In the beginning, developers and players were the same, hacking away on academic networks for the entertainment of their peers. The advent of affordable computer systems, and eventually consoles, gave rise to a new hierarchy: Now, there were developers and there were players. The developers developed the games, and the players played them. For a time, when the concept of video gaming was new, this was enough for the players, and they were - for the most part - content with what the developers created.
Naturally, this state of affairs didn't last long. The first reaction to art of any sort, and I'll take the liberty of including games in that, is to think of ways that it could be better. This drive originally manifested itself in copycat games, when most developers and players were the same, but as time progressed the outlet became actual improvements on existing games. This shift has ushered in a new era, one where the players take on the roles of developers after release.
By Gamers, for Gamers
What is player created content? Just as it says, it's anything created for a game by its players. Early player content was limited to data file hacks, and was often used to tweak gameplay. Because development teams were small and a tools market had yet to develop, individual titles tended to use unique, proprietary data storage systems instead of the more standardized formats of today. These proprietary systems increased the difficulty of user content edits, and limited changes to only the most skilled.

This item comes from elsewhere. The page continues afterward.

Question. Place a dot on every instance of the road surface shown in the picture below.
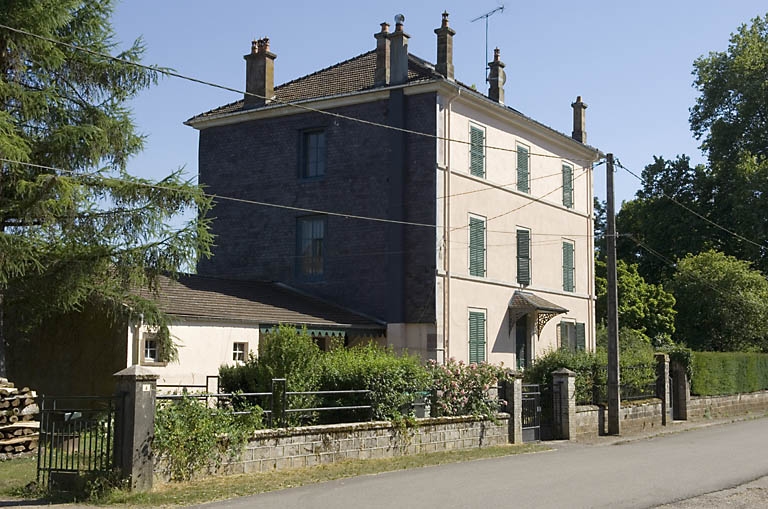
(668, 469)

The climate is completely different today. Standardized engines, widely available graphic and modeling tools, and global connectivity have made the deconstruction of game code orders of magnitude easier. Those same factors, along with an editor-friendly developer outlook, have made the creation of new content easier still. Nowadays, it's rare to find an RTS or FPS that doesn't include some type of graphical map editor, and more genres are integrating player content creation into their designs every day.

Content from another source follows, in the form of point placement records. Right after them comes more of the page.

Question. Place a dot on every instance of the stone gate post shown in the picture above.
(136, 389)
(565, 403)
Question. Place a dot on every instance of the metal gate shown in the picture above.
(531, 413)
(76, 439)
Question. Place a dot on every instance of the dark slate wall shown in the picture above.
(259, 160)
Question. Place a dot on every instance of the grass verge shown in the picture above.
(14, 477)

Products of Your Imagination
Before map editing became accessible, the easiest type of content for a player to create was graphical replacements. These replacements have historically been a first step for budding editors. Because most developers use standard image file formats, changing game textures is easy to perform with common tools. With the widespread availability of 3D modeling tools, as well as an increasing focus on their use in art and engineering degrees, graphical replacements are becoming more complex and include the modification or creation of 3D objects. Whether updating the graphics of an older title to newer standards or replacing the "skin" of a 3D model, image replacements are popular for their dramatic effects.
With the advent of developer-created editing tools, the most common type of content players create today is that of maps or levels within an existing game. Editors have grown sophisticated enough that, with a minimal amount of time and effort, the average player can have a basic map created and working in a single evening. With more effort - and some creativity - near-professional work can be produced without needing any formal training or programming experience. At the most complex level, dedicated individuals can create content as good as, or better than, the content originally delivered with the game.
For players with programming skills, an alternative outlet is often "mods," or player-created content that adds new functionality to a game. While graphical replacements and map creation are limited to the content already within the game, mods can be used to create entirely new gameplay. Designing a map that includes a burning building is creating content within the existing game, while adding a functional fire extinguisher is a different beast altogether.